Azim Premji
Azim Premji has been chairman of Wipro for more than 50 years Reuters

Azim Premji is the chairman of Wipro – one of India's largest software services companies. The Bangalore-based firm employs around 170,000 people and services clients in more than 175 cities around the world.

Established in 1945 as Western India Vegetable Products Limited in Maharashtra, the company was set up as a manufacturer of vegetable and refined oils by Premji's father, Mohamed Premji.

Premji abandoned his studies at electrical engineering studies at Stanford University in the United States in 1966 and returned to India upon the death of his father to run the family business.

He was just 21 when he became chairman of Wipro – a company that at the time had already been publicly traded for 20 years. He overcame a rough start and reservations from shareholders about his young age to oversee Wipro's diversification into a range of other products, including soaps, wax and tin containers, over the following decade.

"The first three years at home were difficult," Premji said. "I didn't have experience in business, and the scope of my new responsibility awed me. Despite all that, I felt like I was being presented a challenge.

"The company was in a different context at that time – it produced edible oil and was commodity-oriented and a very volatile business. Conditions were difficult, but I thought it was important to be down in the trenches.

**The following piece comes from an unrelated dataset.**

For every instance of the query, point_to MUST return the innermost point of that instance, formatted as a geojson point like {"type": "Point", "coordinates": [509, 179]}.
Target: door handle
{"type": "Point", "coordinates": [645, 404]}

"I spent a lot of time at our factory in a small village of 20,000 people that converted grain into the finished product. During the summers, the temperature was 110 to 120 degrees [Fahrenheit]."

Azim Premji fact file

  • Name: Azim Hashim Premji
  • Date of birth: 24 July 1945
  • Place of birth: Mumbai, Maharashtra
  • Nationality: Indian
  • Net worth: $17.3bn
  • Marital status: Married
  • Name of partner: Yasmeen Premji
  • Children: 2

In the late 1970s, US technology giant IBM abandoned its business in India after the government made it mandatory for foreign companies to dilute their shareholdings in their Indian operations to 40%. Wipro capitalised on the development to branch out into the nascent computer industry, helped by the Indian government's renewed push to develop home-grown computer scientists and engineers.

"We seized that moment and began to find ways to capitalize on the computer's growing popularity and utility," Premji explained. "By 1981, Wipro was producing its own computer. That profoundly changed my family's company."

The company's name was changed to Western India Products Limited and it began manufacturing microcomputers with technology licensed from US firm Sentinel Computer Corporation. Wipro sold its products via a dealership to corporate customers and provided direct on-site service after the sale, establishing it as a familiar name and brand during the start of the PC era.

Premji then entered Wipro into an alliance with Taiwanese computer maker Acer and began assembling PCs in India. The company also expanded its call-centre services and ventured into software by developing its own word processor and spreadsheet programme.

Driven by the goal of turning Wipro into one of the biggest IT services firms in the world, Premji began acquiring overseas firms with expertise in tech consulting to turn his company into a global player. All the while, the company held on to its cooking oil business and it also entered into a joint venture with GE Medical Systems to make diagnostic equipment.

Premji is known for his frugality despite his extravagant wealth. In 2013, he became the first Indian to sign the Giving Pledge and promised to give away half his wealth to philanthropic causes.

In August 2016, Premji completed 50 years as chairman of Wipro.